And without question, the administrative costs of handling those benefits are poised to go up. Among the factors driving the increase is more regulation at both the federal and state levels.
So say a number of area people whose jobs place them at the point where health care regulations most visibly throw their weight.
On the federal front, for instance, there’s the behemoth Health Insurance Portability and Accountability Act (HIPAA) of 1996.
HIPAA compliance involves implementation of two new sets of standards that Congress intended to improve the efficiency and effectiveness of the health care system.
Federal law required most health plans, clearing houses, and providers that conduct certain transactions electronically to be compliant with the first HIPAA transactions standards by Oct. 16 this year unless they filed for a one-year extension before Oct. 15.
The law gives certain small health plans until Oct. 16 next year to comply.
The first deadline deals with national standards for the electronic exchange of financial and administrative transactions involving health claims, payments, claim status, health enrollment, disenrollment and eligibility.
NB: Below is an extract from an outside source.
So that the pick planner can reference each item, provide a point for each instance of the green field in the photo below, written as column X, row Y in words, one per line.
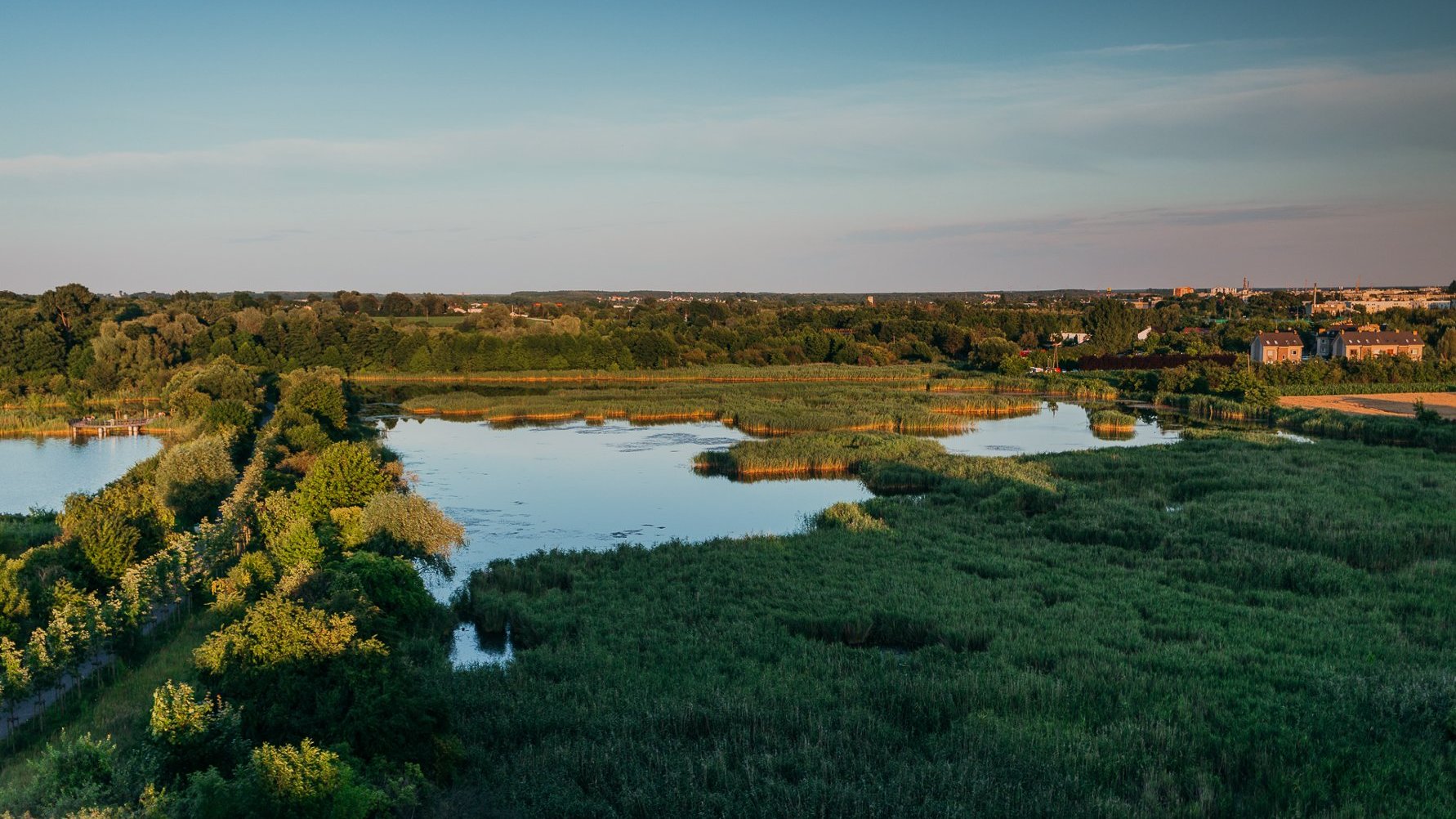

The second compliance deadline — April 14, 2003, for most covered entities and April 14, 2004, for small health plans — involves privacy standards that apply to all medical records and vocal communications.
The state, too, has passed laws mandating certain benefits that must be administered by various insurance carriers and third-party administrators.
“Legislators are apt to pass legislation without fully understanding the impact of delivering health care and health care insurance,” said Jim Kenyon, chairman of the Alliance for Health’s Health Benefit Advisory Group and a principal with Pinnacle Insurance Partners.
He said they see the impact of new statutes after the fact, when all of the new administrative rules arising out of new laws come home to roost as encumbrances placed on business and industry.
Kenyon told the Business Journal that a local benefits administrator told him recently that as a result of HIPAA and all its disclosure and communication requirements, the old explanation of benefits (EOB) form — once a simple, one-page synopsis — has become a three-page document full of legalese.
“Who’s going to wind up paying for that stuff?” Kenyon asked.
“It’s going to be impacted in the rates, or if you’re a large employer, it will be added on to your administration charges. Business and industry pays for that, and if they can’t afford it, they pass it on to employees.”
HIPAA compliance will push up costs in the future, said Ron Palmer, CEO of Grand Valley Health Plan (GVHP).
For example, as organizations put more software, hardware and so on in place to adapt, it will result in substantial cost increases going forward, he noted.
“The more regulation you have, the more hoops you have and the more administrative costs go up, because you have to do reporting and compliance issues with those regulations.”
At the state level, the biggest issues GVHP sees are the mandated benefits and mandated types of reporting that just keep increasing the costs of health care.
Palmer added that mandated benefits kind of take away the choice of which benefits individuals would choose to have out of the hands of employers or purchasers and basically tells them what they have to purchase.
Palmer said administration costs at his organization have remained relatively flat.
“There are numerous organizations that are trying to do quality measurement initiatives, which means we need to do different quality-related reports for multiple organizations. So we have seen that level of costs go up.
“Ours probably haven’t really gone up because there are substantial portions of the delivery of services that we do ourselves, so consequently we don’t have administrative costs of contracting outside for somebody to do those services.”
GVHP has its own pharmacies, surgical center, primary care and a lot of radiology capabilities.
As the organization increases its delivery of services, it generates internally all of the quality types of improvement reports anyway, so they don’t have to be done again over on the insurance side, he explained.
But most people delivering health care don’t do those things internally, Palmer observed, so when the insurance company or health maintenance organization has to do it for them, costs increase.
“Every time we better integrate services that we’re delivering, we lower costs on that side. So our administrative costs are staying about the same but it’s really a factor of our lowering them on the side of delivering health care and seeing them increasing on the side of external regulatory and other types of agencies,” Palmer said.
Both Palmer and Kenyon agree that administration costs continue to be a very small percentage of the total group insurance dollar. Kenyon said no more than 10 percent to 12 percent of group insurance dollars goes toward administration.
The vast majority of dollars goes toward actually serving those people that buy the insurance products, he said.
A lot of it is technological kinds of enhancements such as electronic enrollments, e-mail communications and other Web-enabled services that are being implemented to help contain the escalating costs of administration fees.
“That’s certainly helping stem the tide on increases,” Kenyon said.
Palmer said the biggest way health benefits administrators can contain costs is to have the providers of the services do more clinical quality reporting and service reporting and those types of things so it’s not all borne by the third-party administrator.
“To the extent that the quality measurements and data can be gathered at the site of the clinical care, it lowers the administrative costs for insurance for third-party administrators — without question.”